Sunday, January 29, 2012
Rock hounding Quartzsite
The boondockers are surprisingly scattered like pearls upon a sea of rock and cactus. We expected Quartzsite to be chock full this time of year, but even across the small mountain range east of Quartzsite on old Hwy. 72, headed towards Bouse, they dot the landscape like ants foraging for food. We’re surprised some of them made it into their spots given the ruggedness of the terrain and the small dirt tracks that the area is riddled with. This is ATV heaven.
We’re here not only for a nice camp out, but trying to follow the trail to some good rock hounding areas, my current passion. Arizona is filled with areas of great mineral wealth and although we came here hoping to find the “the giant piece of ribbon candy” of minerals my book touts in this location, after two days it still eludes us. But I’ve maybe gotten close. For some reason when photographed out in natural light, the small crystals known as druse don’t show their iridescence they way they literally glittered in this specimen to the naked eye. Regardless, iridescence does show up; in piles of tailings of hematite, pyrite and other materials as we peruse mine site after mine site. The day’s cloud cover leaves us with a blazing sunset.

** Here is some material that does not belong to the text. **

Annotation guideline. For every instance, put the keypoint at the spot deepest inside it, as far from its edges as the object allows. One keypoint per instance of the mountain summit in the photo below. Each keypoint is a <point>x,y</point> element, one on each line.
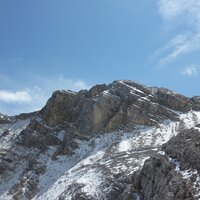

Rock hounding is a popular pastime for many RVers in the area and the territory shows both lots of dig activity and also the ubiquitous stakes denoting someone’s mining claim. I have already found several as yet unspecified minerals including some fossil ferns from the Jurassic period known as dendrites, which appear as small black fern-like imperfections on a red, shale type rock. I’m excited; it’s a major find for a brand new novice.
We while away Saturday until lunch bouncing along bumpy bypasses leading through wash after wash, stop after stop, and bucket after bucket of “finds”. Marc gets bored and target practices as I dig. I find it a fascinating adventure and the topography in this section of Arizona is striking, especially in evening. The expanse of so much open vista just melting into the horizon 50 miles away is breathtaking.
We leave today but not before a sleep-in morning followed by a big breakfast and another try at the “ribbon” as I guide Marc back. I am certain after re-reading my book and studying the very poor black and white photograph that we inadvertently passed our spot yesterday. The reason? The author has written the directions backwards to the way we came in through a long wash. There in front of us, this hill we topped and went down the far side—should be the ribbon and room enough for one vehicle to park. We scramble out of the truck and Eureka--it’s there, as we go crazy among all the beautiful specimens, covered in druse crystals. We spend a couple of hours working the ridge, lugging piece after piece of varied rock back to the truck, consisting of barite, red jasper, orange and yellow agate and hematite. I spy some lavender bands contrasted with browns and white—throw them in too! It’s amazing how the colors and the minerals vary from rock to rock as we advance up the slope. The “rough” as they call this natural rock, is never as pretty as when it is cut and polished of course; our ultimate goal. My imagination has no problem picturing that though as I weigh the merits of each piece I pick up. Back at camp, it is quick to hitch up and pack up with this small rig and then it’s one last hill climb out and we hit the highway for home.